Vincent Brousseau-Pouliot / La Presse :

(Ottawa) La lutte aux changements climatiques ne fait pas l’unanimité, au Canada comme aux États-Unis. Alors que la Saskatchewan a annoncé qu’elle ne signerait pas l’entente sur le climat qui doit être entérinée aujourd’hui par la majorité des provinces, le vice-président américain Joe Biden a appelé le Canada à être optimiste et voir au-delà des futures politiques de l’administration Trump.

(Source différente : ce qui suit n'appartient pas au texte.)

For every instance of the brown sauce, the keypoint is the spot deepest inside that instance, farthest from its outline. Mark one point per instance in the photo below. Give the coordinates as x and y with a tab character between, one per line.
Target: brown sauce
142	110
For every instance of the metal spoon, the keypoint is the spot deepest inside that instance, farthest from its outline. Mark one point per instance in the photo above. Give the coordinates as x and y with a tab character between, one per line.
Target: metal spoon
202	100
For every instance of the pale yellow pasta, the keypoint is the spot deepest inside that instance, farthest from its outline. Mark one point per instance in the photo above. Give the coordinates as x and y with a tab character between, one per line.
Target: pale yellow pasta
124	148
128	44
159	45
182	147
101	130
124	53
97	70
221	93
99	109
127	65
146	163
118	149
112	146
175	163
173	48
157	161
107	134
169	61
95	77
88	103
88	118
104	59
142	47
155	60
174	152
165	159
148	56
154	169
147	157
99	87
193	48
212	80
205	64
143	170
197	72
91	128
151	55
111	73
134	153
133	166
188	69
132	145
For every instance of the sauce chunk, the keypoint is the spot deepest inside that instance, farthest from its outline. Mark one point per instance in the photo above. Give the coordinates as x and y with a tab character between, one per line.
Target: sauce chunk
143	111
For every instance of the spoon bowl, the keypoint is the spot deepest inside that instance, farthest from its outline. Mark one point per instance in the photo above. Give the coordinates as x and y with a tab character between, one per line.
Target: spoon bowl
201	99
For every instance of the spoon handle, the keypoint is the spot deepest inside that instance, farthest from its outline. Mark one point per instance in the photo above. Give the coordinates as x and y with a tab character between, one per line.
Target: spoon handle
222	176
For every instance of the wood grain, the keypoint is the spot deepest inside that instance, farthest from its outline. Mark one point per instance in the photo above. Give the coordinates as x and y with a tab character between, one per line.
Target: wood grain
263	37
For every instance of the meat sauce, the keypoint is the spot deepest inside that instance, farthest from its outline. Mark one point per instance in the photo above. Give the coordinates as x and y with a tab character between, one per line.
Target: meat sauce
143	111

«La réalité change parfois la donne. Peu importe les choix de politiques du prochain président, je suis sûr que les États-Unis vont continuer de faire des progrès pour un avenir [plus vert]», a dit le vice-président Joe Biden, qui s’adressait aux premiers ministres provinciaux et les dirigeants autochtones du pays réunis à Ottawa aujourd’hui afin de discuter d’environnement et de s’entendre sur un plan canadien de lutte aux changements climatiques. En vertu de ce plan, Ottawa imposera une taxe sur le carbone dès 2018.

«L’engagement envers les actions sur les changements climatiques, incluant pour le plus grand émetteur de la planète, la Chine, qui s’est engagée à mettre en place un système de marché de droits l’an prochain Le plan canadien sur le climat est une occasion de travailler entre nous, mais aussi avec des entreprises du secteur privé qui veulent faire partie de la solution», a dit le premier ministre canadien Justin Trudeau ce matin.